Graham Johnson

Personal information
- Full name: Graham William Johnson
- Born: 8 November 1946 (age 79) Beckenham, Kent
- Batting: Right-handed
- Bowling: Right-arm off-break
- Role: All-rounder

Domestic team information
- 1965–1985: Kent
- 1981/82: Transvaal
- 1984/85: Transvaal B
- FC debut: 15 May 1965 Kent v Northants
- Last FC: 13 July 1985 Kent v Northants
- LA debut: 1 June 1969 Kent v Surrey
- Last LA: 14 July 1985 Kent v Northants

Career statistics
| Competition | First-class | List A |
| Matches | 390 | 303 |
| Runs scored | 12,922 | 5,666 |
| Batting average | 24.51 | 24.52 |
| 100s/50s | 11/55 | 1/25 |
| Top score | 168 | 120* |
| Balls bowled | 41.007 | 3,513 |
| Wickets | 567 | 105 |
| Bowling average | 31.04 | 23.07 |
| 5 wickets in innings | 23 | 1 |
| 10 wickets in match | 3 | 0 |
| Best bowling | 7/76 | 5/26 |
| Catches/stumpings | 315/– | 114/– |
- Source: CricInfo, 20 August 2014

= Graham Johnson (cricketer, born 1946) =

English cricketer and business executive

Graham William Johnson (born 8 November 1946) is a former English cricketer and business executive. He played for Kent County Cricket Club between 1965 and 1985 and was later the chairman of the club's Cricket Committee. He was born in Beckenham in 1946.

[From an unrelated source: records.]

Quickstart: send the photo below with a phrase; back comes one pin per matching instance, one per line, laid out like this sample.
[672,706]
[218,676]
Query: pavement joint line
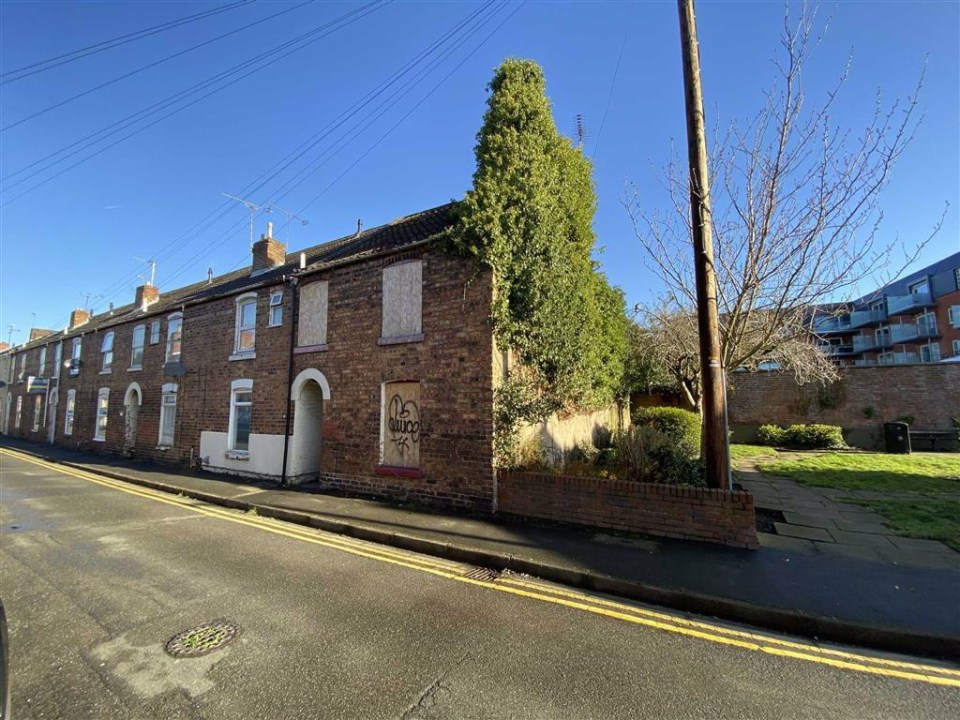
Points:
[730,631]
[233,515]
[710,636]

Johnson made his first-class cricket debut in 1965 and won his county cap in 1970. He was a versatile batsman and off-spin bowler who featured in a strong Kent team which won four County Championships and a number of limited overs trophies during his time with the club. He was vice-captain of the Kent team under Mike Denness.

A graduate of the London School of Economics, Johnson had a successful business career with Barclays Bank, Save and Prosper, Flemings, Egg and Prudential. He has been a director of TAL Talent Ltd, a specialist search, recruitment, assessment and people development company.

Johnson has also been active with the Lord's Taverners both on its Cricket Committee and as a player. He succeeded Denness as Chairman of the Kent Cricket Committee in 2004 and served as Kent President in 2014.